The College of Veterinary Medicine at Long Island University is a new school that admitted its first class of DVM students in the fall of 2020. The faculty are involved in a diverse range of research projects on the health and well-being of animals and animal models of human diseases. The new and growing faculty have secured significant funding from NIH, National Science Foundation, USDA, Foundations and through contracts with industry. Research areas of emphasis include Infectious Diseases and Comparative Medicine and Therapeutics and are closely aligned with the University’s research signature areas, particularly one health, innovative cures, and resilient communities.
In the focus area of Infectious Diseases, faculty are engaged in understanding the pathogenesis and transmission of bacterial, viral, and parasitic agents of animals. Investigators and students are pursuing the development of novel vaccines based on antigens expressed in the host, mechanisms by which anaerobic bacteria develop metritis in dairy cows, and the role of host immunity in controlling Staphylococcus pseudintermedius–induced canine pyoderma. Faculty in the Laboratory for Biofilm Studies investigate the role of bacterial biofilms in chronic host infections applicable to all species, in part, using 3-D tissue cultures. Biofilm matrix components are used as potential vaccine candidates, and novel, biocompatible compounds that can remove the biofilm matrix are being examined as a therapeutic and to enhance antimicrobial therapy. The control of bacterial antimicrobial resistance is being studied through molecular epidemiology and through a detailed understanding of the molecular mechanisms of such resistance. The interactions between marine bacteria and lobsters that result in epizootic shell disease, an important problem on Long Island Sound, are being studied to enhance the local lobster population. A new amphibian research laboratory will be the focus of work on emerging infectious agents such as ranaviruses and on the physiology, pathology, and immunology of amphibian species. Bovine coronaviruses are being investigated to control and prevent diseases in bovines and as an animal model for the control of human coronaviruses. Parasitic infections, such as zoonotic parasites of mesocarnivores and modeling the distribution of intermediate hosts of parasitic nematodes, are being examined to understand the impact of global change on parasitic infections in domestic and wild animals.
Faculty in the Comparative Medicine and Therapeutics research program study pathophysiological processes associated with human and animal diseases and develop innovative therapies for clinical applications. Comprehensive research areas include cancers, bone disorders, immune-mediated diseases, and aging. The cancer research group is investigating novel epigenetic mechanisms of dietary stilbenes and their implications in cancer chemoprevention and therapy. They are also developing novel, targeted combinatorial treatment strategies and prognostic biomarkers, including protein and microRNAs for cancers in animals and in animal models for humans.

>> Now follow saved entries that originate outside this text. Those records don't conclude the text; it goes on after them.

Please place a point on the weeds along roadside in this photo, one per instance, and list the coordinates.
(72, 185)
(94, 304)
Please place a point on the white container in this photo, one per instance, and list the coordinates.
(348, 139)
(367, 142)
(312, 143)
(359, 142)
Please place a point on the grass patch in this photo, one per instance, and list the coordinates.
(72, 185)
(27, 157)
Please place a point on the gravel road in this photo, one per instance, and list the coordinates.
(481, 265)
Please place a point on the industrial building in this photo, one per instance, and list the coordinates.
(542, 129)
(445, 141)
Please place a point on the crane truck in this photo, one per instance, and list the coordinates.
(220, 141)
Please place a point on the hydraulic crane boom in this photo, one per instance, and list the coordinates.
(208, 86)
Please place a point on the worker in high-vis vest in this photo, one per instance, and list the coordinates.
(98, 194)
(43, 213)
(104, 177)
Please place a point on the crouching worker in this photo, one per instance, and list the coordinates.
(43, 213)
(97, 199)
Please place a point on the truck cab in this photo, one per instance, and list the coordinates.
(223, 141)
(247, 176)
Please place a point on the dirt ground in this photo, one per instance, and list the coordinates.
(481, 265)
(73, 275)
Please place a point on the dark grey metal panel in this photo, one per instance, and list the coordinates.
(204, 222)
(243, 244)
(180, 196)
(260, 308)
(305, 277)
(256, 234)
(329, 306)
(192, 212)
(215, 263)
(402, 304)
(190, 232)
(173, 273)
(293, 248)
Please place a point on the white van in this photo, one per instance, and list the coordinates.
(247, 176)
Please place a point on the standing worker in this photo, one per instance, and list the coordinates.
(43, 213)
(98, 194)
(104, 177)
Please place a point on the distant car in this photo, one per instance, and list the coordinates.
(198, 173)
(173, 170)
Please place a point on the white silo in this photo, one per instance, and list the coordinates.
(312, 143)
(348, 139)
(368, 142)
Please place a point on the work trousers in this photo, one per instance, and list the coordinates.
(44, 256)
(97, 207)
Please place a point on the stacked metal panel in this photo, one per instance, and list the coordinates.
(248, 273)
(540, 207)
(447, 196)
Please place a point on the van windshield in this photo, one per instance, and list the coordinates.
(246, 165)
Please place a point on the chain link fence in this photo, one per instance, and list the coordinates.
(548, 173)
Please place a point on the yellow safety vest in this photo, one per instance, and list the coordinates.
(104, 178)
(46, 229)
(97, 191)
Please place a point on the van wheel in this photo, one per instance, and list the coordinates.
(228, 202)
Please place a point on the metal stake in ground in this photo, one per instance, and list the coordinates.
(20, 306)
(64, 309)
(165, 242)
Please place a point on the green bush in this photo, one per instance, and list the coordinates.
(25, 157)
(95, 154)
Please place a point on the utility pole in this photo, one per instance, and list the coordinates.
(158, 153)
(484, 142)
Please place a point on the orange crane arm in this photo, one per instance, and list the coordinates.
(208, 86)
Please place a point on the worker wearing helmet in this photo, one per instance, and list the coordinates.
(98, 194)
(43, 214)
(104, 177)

Investigators in the Immune Regulation and Stem Cell Laboratory are determining the mechanisms that keep the immune system from attacking self-tissues and promote tissue repair and regeneration using animal models of autoimmune diseases, such as inflammatory bowel disease. Orthopedic researchers use state-of-the-art technologies, such as 3-D printing, to define bone structure-function relationships, material properties, modeling and remodeling, and the effects of aging on osteoporosis. In the field of redox biology, investigators identify the role of redox proteins in the pathophysiology of ischemic diseases and age-related disorders, particularly renal ischemia, reperfusion injury, and age-related macular degeneration. The Mitochondrial Biology Laboratory uses an integrative approach to investigate the mitochondrion-dependent molecular and biochemical responses induced by various environmental stressors and how signals originating from mitochondria contribute to maintaining cellular and organismal homeostasis. Research in nutrition-related topics includes the following: nutrition and aging, nutrition-related diseases, and nutritional management of critical patients, particularly small animals and exotic pets. The research is conducted, in part, in the Clinical Nutrition Center and Kitchen, sponsored by Nestlé Purina.